I just read an About Me that was over 600 words long. Yet not one word was actually worthy of consideration, let alone serious consideration. The profile was that of a photographer. Ultimately, he was trying to sell his services. However, because of the way he sold himself, he was ineffective in reaching this objective.
Moreover, anyone who demands that much of a reader’s attention needs to make every word count. He didn’t.
Don’t write your About Me as you would a resume.
For starters, he spent long paragraphs detailing every single job he had held, including the length of time he spent at each one. An About Me profile (or LinkedIn profile for that matter) isn’t a resume. It’s a summary of you as a person and professional. This is especially true when crafting the first paragraphs (in fact, I actually charge good money just to write the opener – it’s that important!)
This is where you put your most impressive highlights and use an active, engaging voice. You never let them get lost in the murk of boring data. A reader’s attention is limited. We’re faced with a glut of content on a daily, if not hourly basis. As such, dry data doesn’t connect.
Instead look at each of the most recent positions you’ve held and pick out the main accomplishments. You can even go back into your history at a mild accomplishment and then contrast it against a recent one to show your evolution.
I’m not suggesting that a resume is a bad idea by the way. Just be sure to include it at the end of your initial pitch and under the heading “resume”. That way, you engage the reader with compelling information and a unique personal style off the top. Then, once you have them hooked, they can scan your work history.
Add substance not adjectives.
His initial paragraphs were boring because of the dry, rambling data. However, what followed was annoying. Here’s an excerpt (and remember this is only an excerpt, there was more):
My life is all about photography, I love it. I spend my life in its pursuit. I am:
- Passionate (I love what I do)
- Enthusiastic (I’m a total keener)
- Reliable (I never miss a deadline)
- Self-starter (Can hit the ground running)
The good thing about this approach is that it’s a quick read. The bad thing is that what we’re reading is of no value.
First of all, no one should never rely that heavily on adjectives. Instead of saying you’re passionate, prove it with facts. Perhaps you’re so passionate that you’re always upgrading your skills or learning new aspects of your work.
Perhaps you’re so passionate that you’ve been known to forget to have a night’s sleep.
Or perhaps you’re so passionate that you leave work and then volunteer your services to others.
A few adjectives here and there are fine, but give your bio real weight by including stats of substance.
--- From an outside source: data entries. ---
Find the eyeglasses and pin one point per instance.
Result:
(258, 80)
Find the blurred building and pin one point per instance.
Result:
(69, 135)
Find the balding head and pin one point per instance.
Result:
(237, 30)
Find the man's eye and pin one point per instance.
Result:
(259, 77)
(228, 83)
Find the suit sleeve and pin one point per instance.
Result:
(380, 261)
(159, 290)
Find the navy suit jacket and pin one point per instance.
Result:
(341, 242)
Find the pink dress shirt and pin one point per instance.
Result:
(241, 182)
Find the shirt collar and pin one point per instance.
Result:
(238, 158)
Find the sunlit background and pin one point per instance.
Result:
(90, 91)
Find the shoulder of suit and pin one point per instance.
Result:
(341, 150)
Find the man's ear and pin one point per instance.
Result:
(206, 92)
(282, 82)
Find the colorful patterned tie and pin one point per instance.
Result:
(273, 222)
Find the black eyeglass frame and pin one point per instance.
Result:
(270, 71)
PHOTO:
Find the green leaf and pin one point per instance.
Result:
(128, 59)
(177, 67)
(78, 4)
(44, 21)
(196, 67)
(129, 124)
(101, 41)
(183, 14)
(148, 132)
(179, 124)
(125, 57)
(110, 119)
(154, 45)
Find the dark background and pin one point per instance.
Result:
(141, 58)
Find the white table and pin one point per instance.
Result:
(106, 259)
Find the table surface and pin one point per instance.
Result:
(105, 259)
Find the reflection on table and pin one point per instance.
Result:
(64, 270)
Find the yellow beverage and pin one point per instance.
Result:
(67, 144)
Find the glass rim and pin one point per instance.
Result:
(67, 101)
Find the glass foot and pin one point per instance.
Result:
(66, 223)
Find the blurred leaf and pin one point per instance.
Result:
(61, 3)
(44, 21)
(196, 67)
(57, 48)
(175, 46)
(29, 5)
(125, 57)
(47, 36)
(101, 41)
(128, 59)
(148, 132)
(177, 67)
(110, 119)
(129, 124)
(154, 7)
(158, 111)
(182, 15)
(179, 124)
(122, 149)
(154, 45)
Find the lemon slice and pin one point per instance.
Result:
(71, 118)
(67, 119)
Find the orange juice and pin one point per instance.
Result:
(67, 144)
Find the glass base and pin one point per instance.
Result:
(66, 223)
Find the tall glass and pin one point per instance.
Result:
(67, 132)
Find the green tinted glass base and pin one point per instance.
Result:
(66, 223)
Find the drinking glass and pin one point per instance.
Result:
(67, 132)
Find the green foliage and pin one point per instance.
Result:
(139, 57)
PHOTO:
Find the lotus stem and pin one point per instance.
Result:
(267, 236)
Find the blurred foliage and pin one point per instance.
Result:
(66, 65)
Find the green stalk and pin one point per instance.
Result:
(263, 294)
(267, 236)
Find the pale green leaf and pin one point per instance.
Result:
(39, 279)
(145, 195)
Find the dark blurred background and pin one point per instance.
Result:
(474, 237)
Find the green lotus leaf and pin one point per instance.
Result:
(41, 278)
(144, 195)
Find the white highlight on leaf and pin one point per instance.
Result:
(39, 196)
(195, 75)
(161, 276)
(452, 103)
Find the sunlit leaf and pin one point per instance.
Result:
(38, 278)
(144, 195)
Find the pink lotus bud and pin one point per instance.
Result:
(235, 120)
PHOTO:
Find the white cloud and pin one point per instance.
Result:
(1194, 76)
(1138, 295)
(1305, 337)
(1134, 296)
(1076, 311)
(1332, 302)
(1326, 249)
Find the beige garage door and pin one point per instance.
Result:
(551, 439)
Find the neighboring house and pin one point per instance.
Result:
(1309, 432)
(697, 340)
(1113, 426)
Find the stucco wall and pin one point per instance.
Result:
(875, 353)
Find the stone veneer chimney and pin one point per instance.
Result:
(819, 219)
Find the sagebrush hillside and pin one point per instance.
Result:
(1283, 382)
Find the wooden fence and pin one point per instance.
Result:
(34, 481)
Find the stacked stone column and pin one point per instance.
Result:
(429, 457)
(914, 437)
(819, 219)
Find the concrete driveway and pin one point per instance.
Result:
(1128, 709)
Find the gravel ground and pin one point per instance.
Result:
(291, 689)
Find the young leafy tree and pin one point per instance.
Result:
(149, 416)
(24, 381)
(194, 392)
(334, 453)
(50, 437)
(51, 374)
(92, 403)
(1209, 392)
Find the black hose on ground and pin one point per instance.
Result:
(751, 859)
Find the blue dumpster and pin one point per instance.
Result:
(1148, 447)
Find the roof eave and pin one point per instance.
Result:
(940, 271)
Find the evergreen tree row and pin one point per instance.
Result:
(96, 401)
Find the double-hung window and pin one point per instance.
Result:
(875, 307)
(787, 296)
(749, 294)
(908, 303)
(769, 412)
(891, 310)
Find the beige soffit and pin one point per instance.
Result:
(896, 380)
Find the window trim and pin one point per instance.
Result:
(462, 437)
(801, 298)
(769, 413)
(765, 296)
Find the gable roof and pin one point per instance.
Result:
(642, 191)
Never underestimate your reader.
In addition, does anyone really need to explain any of these adjectives? They’re common. So don’t treat a reader as though he or she is in grade school English. The only explanation required here is how different are passionate and enthusiastic? Wouldn’t one of these done the job?
Conversely, it’s also important to pick words that aren’t big and pompous. I see often see this on professional bios. They’re meant to sound highly intelligent. However, they not only create a burdensome read, they also sound as though you’re compensating for lack of substance. Instead, be real. Be down-to-earth. Let your professional highlights speak highly for you.
The best professional bios follow this structure.
1) A powerful opener that gets attention and keeps it
2) About 200 – 250 words of concise, dynamic copy that highlights your strength
3) A line or two that tells the reader what you want them to do next.